ECLI:NL:GHDHA:2023:1030
Gerechtshof Den Haag
- Hoger beroep
- Chr.Th.P.M. Zandhuis
- P.J.J. Vonk
- A. van Dongen
- Rechtspraak.nl
Ambtshalve aanslag vennootschapsbelasting en verzuimboete; omkering en verzwaring van de bewijslast
In deze zaak gaat het om een ambtshalve aanslag vennootschapsbelasting die door de Inspecteur van de Belastingdienst aan de N.V. [X] is opgelegd voor het belastingjaar 2018. De aanslag, gedateerd op 12 september 2020, is vastgesteld op een belastbare winst van € 1.000, waarbij tevens een verzuimboete van € 2.639 is opgelegd.
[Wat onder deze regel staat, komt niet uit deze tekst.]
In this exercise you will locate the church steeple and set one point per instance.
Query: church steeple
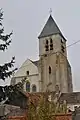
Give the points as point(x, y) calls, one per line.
point(50, 28)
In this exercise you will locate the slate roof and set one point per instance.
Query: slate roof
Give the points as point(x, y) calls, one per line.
point(50, 28)
point(71, 98)
point(35, 62)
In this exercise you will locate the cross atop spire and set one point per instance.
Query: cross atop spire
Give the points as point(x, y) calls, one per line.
point(50, 11)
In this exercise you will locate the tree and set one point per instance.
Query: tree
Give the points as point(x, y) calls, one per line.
point(5, 69)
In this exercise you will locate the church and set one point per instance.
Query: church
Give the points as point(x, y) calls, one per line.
point(53, 68)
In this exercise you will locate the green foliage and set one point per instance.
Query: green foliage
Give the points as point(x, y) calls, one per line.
point(45, 110)
point(5, 71)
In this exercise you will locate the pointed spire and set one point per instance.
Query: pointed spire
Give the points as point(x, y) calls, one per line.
point(50, 28)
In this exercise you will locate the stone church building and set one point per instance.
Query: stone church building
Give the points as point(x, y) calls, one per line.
point(53, 68)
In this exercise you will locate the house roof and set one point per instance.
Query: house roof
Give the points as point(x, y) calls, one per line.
point(71, 98)
point(35, 62)
point(50, 28)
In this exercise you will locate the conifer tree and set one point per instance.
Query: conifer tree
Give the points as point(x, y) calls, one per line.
point(5, 40)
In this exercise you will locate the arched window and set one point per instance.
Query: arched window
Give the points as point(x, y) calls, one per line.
point(49, 70)
point(33, 88)
point(46, 41)
point(28, 86)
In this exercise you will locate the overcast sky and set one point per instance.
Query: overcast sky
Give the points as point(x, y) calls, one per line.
point(27, 17)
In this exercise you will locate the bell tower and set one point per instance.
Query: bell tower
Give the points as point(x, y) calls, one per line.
point(54, 66)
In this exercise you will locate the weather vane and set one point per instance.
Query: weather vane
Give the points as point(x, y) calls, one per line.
point(50, 11)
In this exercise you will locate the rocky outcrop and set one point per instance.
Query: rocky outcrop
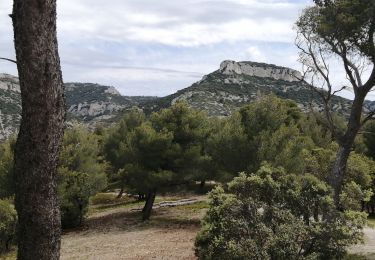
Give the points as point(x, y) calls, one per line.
point(229, 67)
point(86, 103)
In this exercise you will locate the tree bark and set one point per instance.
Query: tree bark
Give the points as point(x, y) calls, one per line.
point(345, 146)
point(41, 130)
point(119, 195)
point(146, 212)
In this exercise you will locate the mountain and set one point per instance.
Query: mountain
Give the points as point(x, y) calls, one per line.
point(86, 103)
point(219, 93)
point(235, 84)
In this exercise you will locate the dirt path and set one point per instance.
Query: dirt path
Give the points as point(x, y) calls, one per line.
point(119, 234)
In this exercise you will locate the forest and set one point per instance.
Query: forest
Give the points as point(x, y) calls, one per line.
point(272, 180)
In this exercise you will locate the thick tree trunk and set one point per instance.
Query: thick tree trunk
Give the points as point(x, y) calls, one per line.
point(146, 212)
point(119, 195)
point(41, 129)
point(345, 146)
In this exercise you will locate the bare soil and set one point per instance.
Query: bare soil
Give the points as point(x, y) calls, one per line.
point(119, 233)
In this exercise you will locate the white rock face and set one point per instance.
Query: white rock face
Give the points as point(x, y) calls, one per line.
point(93, 109)
point(9, 82)
point(112, 90)
point(229, 67)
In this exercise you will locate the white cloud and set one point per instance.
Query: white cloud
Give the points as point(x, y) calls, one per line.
point(149, 46)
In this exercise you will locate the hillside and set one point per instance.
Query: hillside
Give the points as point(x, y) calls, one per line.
point(86, 103)
point(235, 84)
point(219, 93)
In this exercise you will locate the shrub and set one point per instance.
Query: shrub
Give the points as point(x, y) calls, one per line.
point(8, 220)
point(275, 215)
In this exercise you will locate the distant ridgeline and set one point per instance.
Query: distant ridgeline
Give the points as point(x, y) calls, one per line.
point(218, 93)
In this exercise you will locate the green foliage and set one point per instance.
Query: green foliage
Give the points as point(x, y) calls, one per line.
point(6, 168)
point(8, 221)
point(275, 215)
point(349, 22)
point(80, 175)
point(229, 147)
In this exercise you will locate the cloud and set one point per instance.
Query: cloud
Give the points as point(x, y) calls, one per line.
point(154, 47)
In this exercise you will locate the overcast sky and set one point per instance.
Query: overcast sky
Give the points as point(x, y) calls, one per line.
point(155, 47)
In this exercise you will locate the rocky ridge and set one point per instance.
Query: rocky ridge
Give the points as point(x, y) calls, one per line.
point(219, 93)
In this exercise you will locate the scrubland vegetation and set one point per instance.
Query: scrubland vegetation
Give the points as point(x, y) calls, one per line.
point(268, 165)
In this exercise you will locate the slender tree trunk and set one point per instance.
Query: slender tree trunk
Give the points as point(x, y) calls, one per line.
point(119, 195)
point(41, 130)
point(345, 146)
point(146, 212)
point(338, 172)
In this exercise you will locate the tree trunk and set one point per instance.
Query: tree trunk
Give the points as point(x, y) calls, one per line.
point(146, 212)
point(41, 130)
point(345, 146)
point(119, 195)
point(338, 172)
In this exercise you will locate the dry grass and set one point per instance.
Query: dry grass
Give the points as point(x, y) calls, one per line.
point(118, 233)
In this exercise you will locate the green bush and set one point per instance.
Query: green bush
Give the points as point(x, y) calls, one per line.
point(103, 198)
point(275, 215)
point(81, 175)
point(8, 221)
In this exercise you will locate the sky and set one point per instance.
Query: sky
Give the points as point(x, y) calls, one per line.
point(156, 47)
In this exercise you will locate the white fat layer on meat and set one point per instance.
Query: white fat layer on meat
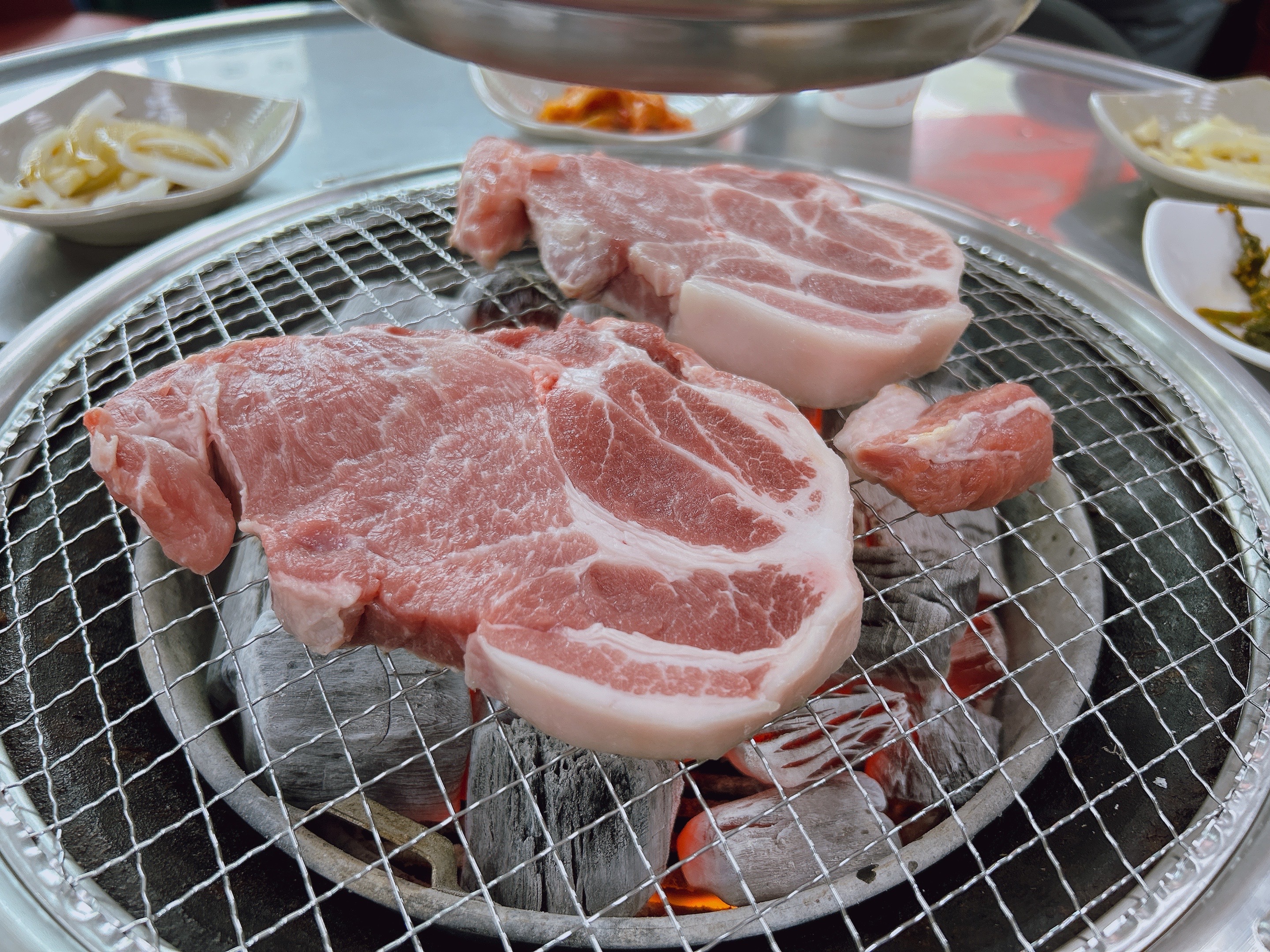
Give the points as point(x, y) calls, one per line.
point(665, 726)
point(956, 441)
point(823, 541)
point(812, 364)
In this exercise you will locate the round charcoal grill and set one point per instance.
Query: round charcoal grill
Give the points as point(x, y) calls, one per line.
point(1133, 710)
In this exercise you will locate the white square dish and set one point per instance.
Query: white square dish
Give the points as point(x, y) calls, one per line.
point(1246, 102)
point(520, 100)
point(1191, 250)
point(261, 127)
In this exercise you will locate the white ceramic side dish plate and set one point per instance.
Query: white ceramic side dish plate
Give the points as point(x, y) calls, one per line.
point(262, 127)
point(520, 100)
point(1246, 100)
point(1191, 250)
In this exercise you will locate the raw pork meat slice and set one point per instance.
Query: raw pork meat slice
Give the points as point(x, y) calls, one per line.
point(637, 553)
point(781, 277)
point(968, 451)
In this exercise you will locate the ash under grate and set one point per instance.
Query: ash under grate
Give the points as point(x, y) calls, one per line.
point(1177, 695)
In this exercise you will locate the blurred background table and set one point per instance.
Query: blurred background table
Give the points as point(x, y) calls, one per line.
point(1008, 134)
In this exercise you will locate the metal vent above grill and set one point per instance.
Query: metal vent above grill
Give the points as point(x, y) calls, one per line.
point(1110, 836)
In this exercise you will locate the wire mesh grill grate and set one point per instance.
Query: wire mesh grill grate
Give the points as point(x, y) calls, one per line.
point(1142, 772)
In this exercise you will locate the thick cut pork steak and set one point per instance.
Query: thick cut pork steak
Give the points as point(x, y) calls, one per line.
point(637, 553)
point(781, 277)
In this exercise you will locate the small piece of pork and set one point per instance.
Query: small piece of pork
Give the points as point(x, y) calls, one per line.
point(968, 451)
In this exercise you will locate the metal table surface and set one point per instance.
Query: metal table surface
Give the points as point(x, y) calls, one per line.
point(1008, 134)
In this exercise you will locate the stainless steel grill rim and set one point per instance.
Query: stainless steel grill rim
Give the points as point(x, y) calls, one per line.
point(1197, 431)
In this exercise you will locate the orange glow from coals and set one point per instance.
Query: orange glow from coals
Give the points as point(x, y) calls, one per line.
point(685, 902)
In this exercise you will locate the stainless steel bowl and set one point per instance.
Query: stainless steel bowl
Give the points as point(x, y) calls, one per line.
point(703, 46)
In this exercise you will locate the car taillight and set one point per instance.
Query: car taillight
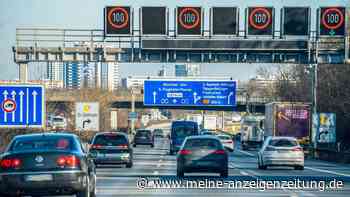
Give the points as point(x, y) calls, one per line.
point(185, 152)
point(68, 161)
point(269, 148)
point(123, 146)
point(297, 149)
point(219, 152)
point(10, 163)
point(96, 146)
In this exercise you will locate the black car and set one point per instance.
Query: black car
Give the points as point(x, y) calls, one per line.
point(144, 137)
point(158, 133)
point(111, 148)
point(202, 154)
point(46, 164)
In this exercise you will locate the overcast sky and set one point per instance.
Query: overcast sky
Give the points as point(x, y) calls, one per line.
point(88, 14)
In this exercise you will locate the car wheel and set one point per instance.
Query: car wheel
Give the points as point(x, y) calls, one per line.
point(224, 173)
point(299, 167)
point(85, 192)
point(129, 165)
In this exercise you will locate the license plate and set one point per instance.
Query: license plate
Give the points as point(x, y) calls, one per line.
point(41, 177)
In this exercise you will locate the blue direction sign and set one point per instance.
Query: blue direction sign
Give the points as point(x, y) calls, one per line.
point(190, 93)
point(22, 106)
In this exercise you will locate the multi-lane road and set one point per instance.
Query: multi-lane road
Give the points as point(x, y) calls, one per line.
point(155, 163)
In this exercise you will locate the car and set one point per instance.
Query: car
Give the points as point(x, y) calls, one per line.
point(179, 131)
point(202, 154)
point(281, 151)
point(227, 141)
point(144, 137)
point(47, 164)
point(158, 133)
point(111, 148)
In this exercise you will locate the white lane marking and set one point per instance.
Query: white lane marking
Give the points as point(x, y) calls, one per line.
point(247, 153)
point(327, 171)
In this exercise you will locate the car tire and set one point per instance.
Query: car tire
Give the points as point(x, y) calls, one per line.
point(299, 167)
point(224, 173)
point(129, 165)
point(85, 192)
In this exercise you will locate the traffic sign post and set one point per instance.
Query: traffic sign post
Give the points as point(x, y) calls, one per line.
point(22, 106)
point(190, 93)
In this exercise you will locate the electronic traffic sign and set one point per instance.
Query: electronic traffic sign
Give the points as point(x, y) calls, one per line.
point(332, 21)
point(296, 21)
point(22, 106)
point(260, 21)
point(189, 20)
point(117, 20)
point(189, 93)
point(224, 20)
point(153, 20)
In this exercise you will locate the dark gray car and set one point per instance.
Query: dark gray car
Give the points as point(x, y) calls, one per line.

De Inspecteur heeft het bezwaar van de belanghebbende ongegrond verklaard, waarna de belanghebbende in beroep ging bij de Rechtbank Den Haag. De Rechtbank heeft het beroep ongegrond verklaard, wat heeft geleid tot hoger beroep bij het Gerechtshof Den Haag.
De belanghebbende heeft geen aangifte vennootschapsbelasting gedaan, ondanks meerdere uitnodigingen en aanmaningen van de Inspecteur. De Rechtbank heeft geoordeeld dat de omkering en verzwaring van de bewijslast van toepassing is, omdat de belanghebbende niet heeft aangetoond dat de vastgestelde belastbare winst onjuist is. De rechtbank heeft vastgesteld dat de Inspecteur een redelijke schatting heeft gemaakt van de winst, gezien het feit dat de belanghebbende sinds 2015 geen financiële gegevens heeft ingediend bij de Kamer van Koophandel.
Het Gerechtshof heeft de uitspraak van de Rechtbank bevestigd. De verzuimboete is terecht opgelegd, omdat de belanghebbende niet tijdig aangifte heeft gedaan. De omstandigheden van de gemachtigde van de belanghebbende, zoals slechte gezondheid en hoge leeftijd, zijn niet voldoende om van afwezigheid van alle schuld te spreken. De boete is passend en geboden, gezien de herhaalde verzuimen in de voorafgaande jaren. Het hoger beroep is ongegrond verklaard.